14781 - Counting Word Frequency   

Description

(30 points)

Write a program that counts how many times each English word appears in the input text.

A word is defined as a sequence of consecutive English letters (A–Z or a–z).
Letters are case-sensitive, meaning "This" and "this" are considered different words.

Your program must read all input until end-of-file (EOF) and count the frequency of every distinct word found.

The output should be sorted by Frequency in ascending order; however, if two or more words have the same frequency, they should be sorted by the order defibned by the strcmp function in the C standard library (in <string.h>).

 

About strcmp function.

The strcmp() function compares two strings (str1 and str2) according to their ASCII.
It checks each character of both strings from left to right until:

  • The characters differ, or

  • The null terminator ('\0') is reached

Return Value Meaning Example
< 0 str1 comes before str2 in ASCII  strcmp("apple", "banana") → negative value
 = 0 str1 and str2 are identical strcmp("cat", "cat") → 0
 > 0 str1 comes after str2 in ASCII  strcmp("dog", "cat") → positive value

 

Example: String Sorting Using strcmp()

#include <stdio.h>
#include <string.h>

#define N 80
#define M 100

int main(void) {
    char s[N][M];       // input string
    char *ptrs[N];      // pointer array pointing to input sting
    char *temp;         // temp string for sorting
    int count = 0;      // number of input string
    int i, j;           // loop lindices


    // Read input string and store in to array s
    while (scanf("%s", s[count]) != EOF && count < N) {
        ptrs[count] = s[count];         // point to the current input string
        count++;                        // accumulate the number of input string
    }


    //sort the input string in ASCII 
    // only sort the pointer array poining to the input string
    for (i = 0; i < count - 1; i++) {
        for (j = i; j < count; j++) {
            if (strcmp(ptrs[i], ptrs[j]) > 0) {
                temp = ptrs[i];
                ptrs[i] = ptrs[j];
                ptrs[j] = temp;
             }
         }
     }

    

    // print out the sorting result
    for (i = 0; i < count; i++) printf("%s\n", ptrs[i]);
    return 0;
}
Input of Example Code Output of Example Code
mountain
coffee
river
sunshine
Mirror
forest
planet
window
teacher
ocean
windows

Mirror
coffee
forest
mountain
ocean
planet
river
sunshine
teacher
window
windows

Hint

You may need to sort strings in this program. You can modify the example code directly to complete your solution.

Input

  • The input consists of one or more lines of English text.
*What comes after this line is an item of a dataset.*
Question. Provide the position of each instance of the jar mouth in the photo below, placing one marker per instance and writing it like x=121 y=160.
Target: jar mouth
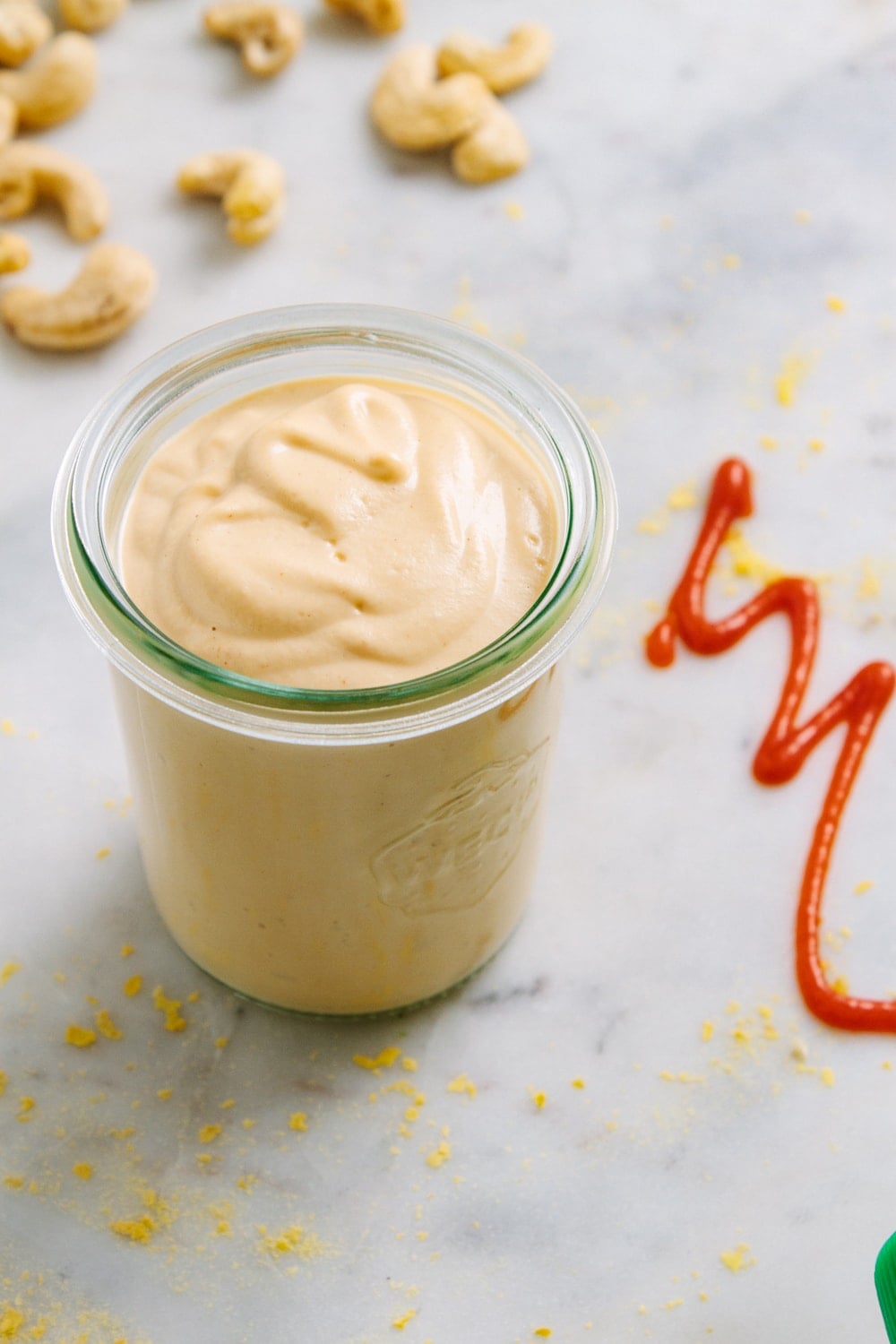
x=217 y=365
  • Input continues until EOF is reached.

  • You may assume:

    • The length of each line n satisfies 0 < n ≤ 80

    • The total number of distinct words m satisfies 0 < m ≤ 100

The commas and periods have been removed from the test data, so you don’t need to consider them.

Output

  • Output all distinct words and their corresponding frequencies.

  • Sort the output by:

    1. Increasing order of frequency

    2. ASCII (A–Z, a-z) when frequencies are equal

Each line of the output should contain a word’s frequency, followed by a space, and then the word itself.

Ensure that the output, including formatting 輸出格式, exactly matches the provided samples.